Methodologies in Building Formation Packages

Nov 20, 2017 | Offense, Formation Structures

By Adam Hovorka
Head Coach/Defensive Coordinator
Schreiber High School (NY)
X&O Labs Contributing Writer

Introduction

Games are won on match-ups, match-ups are created by leverage and leverage is created by formations. How offensive coordinators design their formation packages can not only accentuate top personnel but also take advantage of opponents’ deficiencies, either by personnel or scheme. But our research has found that there is a fine line between what’s effective and what is too much in building formation packages. All offensive coordinators want to protect their top concepts, but risk battling the limits of long-winded verbiage (both by words and signals), player retention and correlating word associations.

We reached out to nine contributors (both at the high school and college levels) and researched how they build their formation packages to out-leverage defenses and isolate their top personnel.  The contributor list is below:

Contributor List (In Alphabetical Order)

  • Johnny Cox (JC): Offensive Coordinator, University of North Carolina Pembroke (NC)
  • Rich Holzer (RH): Head Football Coach, Mount St. Joseph High School (MD)
  • Kyle Ralph (KR): Head Football Coach, New Palestine High School (IN)
  • Kyle Schmidt (KS): Head Football Coach, Archbishop Spalding High School (PA)
  • Jeff Smith (JS): Offensive Coordinator, Warrenton High School (MO)
  • Mike Stanley (MS): Head Football Coach, Carey High School (NY)
  • Ryan Turnage (RT): Head Football Coach, Lee Davis High School (VA)
  • Scott Walden (SW): Head Football Coach, East Texas Baptist University
  • Kevin Wallace (KW): Offensive Coordinator, Glenn High School (NC)
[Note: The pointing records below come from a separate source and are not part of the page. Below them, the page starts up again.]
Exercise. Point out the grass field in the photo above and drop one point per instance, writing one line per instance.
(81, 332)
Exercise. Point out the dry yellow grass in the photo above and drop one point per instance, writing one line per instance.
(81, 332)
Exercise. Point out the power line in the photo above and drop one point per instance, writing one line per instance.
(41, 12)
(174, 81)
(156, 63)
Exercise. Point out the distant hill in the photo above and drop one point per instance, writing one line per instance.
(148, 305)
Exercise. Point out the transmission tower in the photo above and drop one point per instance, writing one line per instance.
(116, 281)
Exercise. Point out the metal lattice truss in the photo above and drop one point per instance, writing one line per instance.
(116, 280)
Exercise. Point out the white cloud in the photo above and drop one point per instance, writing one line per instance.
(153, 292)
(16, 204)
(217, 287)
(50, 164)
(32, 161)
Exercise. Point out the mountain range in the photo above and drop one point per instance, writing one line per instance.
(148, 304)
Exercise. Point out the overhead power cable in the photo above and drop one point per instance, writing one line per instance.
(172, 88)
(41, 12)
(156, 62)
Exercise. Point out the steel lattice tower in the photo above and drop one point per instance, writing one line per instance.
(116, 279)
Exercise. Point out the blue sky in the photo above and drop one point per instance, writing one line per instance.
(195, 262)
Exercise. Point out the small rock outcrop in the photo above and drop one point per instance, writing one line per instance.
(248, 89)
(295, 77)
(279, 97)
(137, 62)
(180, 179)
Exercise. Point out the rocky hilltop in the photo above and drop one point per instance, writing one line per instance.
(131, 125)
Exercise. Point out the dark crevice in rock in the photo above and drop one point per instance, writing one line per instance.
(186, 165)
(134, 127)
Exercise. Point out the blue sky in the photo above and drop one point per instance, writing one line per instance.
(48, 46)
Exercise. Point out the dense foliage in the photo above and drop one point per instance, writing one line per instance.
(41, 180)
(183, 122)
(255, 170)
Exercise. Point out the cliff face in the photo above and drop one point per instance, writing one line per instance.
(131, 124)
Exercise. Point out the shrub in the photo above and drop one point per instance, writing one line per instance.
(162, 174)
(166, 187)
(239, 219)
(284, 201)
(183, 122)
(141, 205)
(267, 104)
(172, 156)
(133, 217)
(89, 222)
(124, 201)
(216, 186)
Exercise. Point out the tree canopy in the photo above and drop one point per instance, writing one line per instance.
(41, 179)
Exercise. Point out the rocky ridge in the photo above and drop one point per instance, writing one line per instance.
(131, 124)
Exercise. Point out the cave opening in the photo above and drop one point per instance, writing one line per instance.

We asked our contributing list the following nine questions:

  1. In your opinion, what is the most important component to formation design and creation?
  2. How many total formations to you have roughly in your offensive system?
  3. Is there a word or signal length you limit yourself to in calling formations? If so, what is that length?
  4. Explain the correlation between how many formations you have in your system to how many formations you will enter each game week with. How is this predicated on defensive personnel or structure.
  5. Explain how to designate formation groupings in your system. For example, how do you differentiate 12 personnel formations vs. 10 personnel formations? Are they the same calls, different calls?
  6. How do you package your formations either by word associations or signal associations to make them easier to group. For example, does every 2x2 formation start with “D”, every 3x1 formation start with “T,” etc.
  7. For single back offenses: explain the communication you use to change the back’s alignment.
  8. For H/Y off offenses: explain the communication you use to change the H’s alignment. 

 

In your opinion, what is the most important component to formation design and creation?

JC: “Design it how teams are playing you based on your personnel.  Take advantage of match-ups within your personnel groupings.  It is also to force teams to play our close splits of our wide receivers. We also number our spots where number one is closest to the sideline enabling us to move players around.”

RH: “The most important thing is how the defense adjusts to the formation- stack, bunch or pistol formations. The second thing is the match-ups. Can we go empty? Can we do different things and get match-ups with speed advantages?  We evaluate the defense against teams similar to us and how they align.”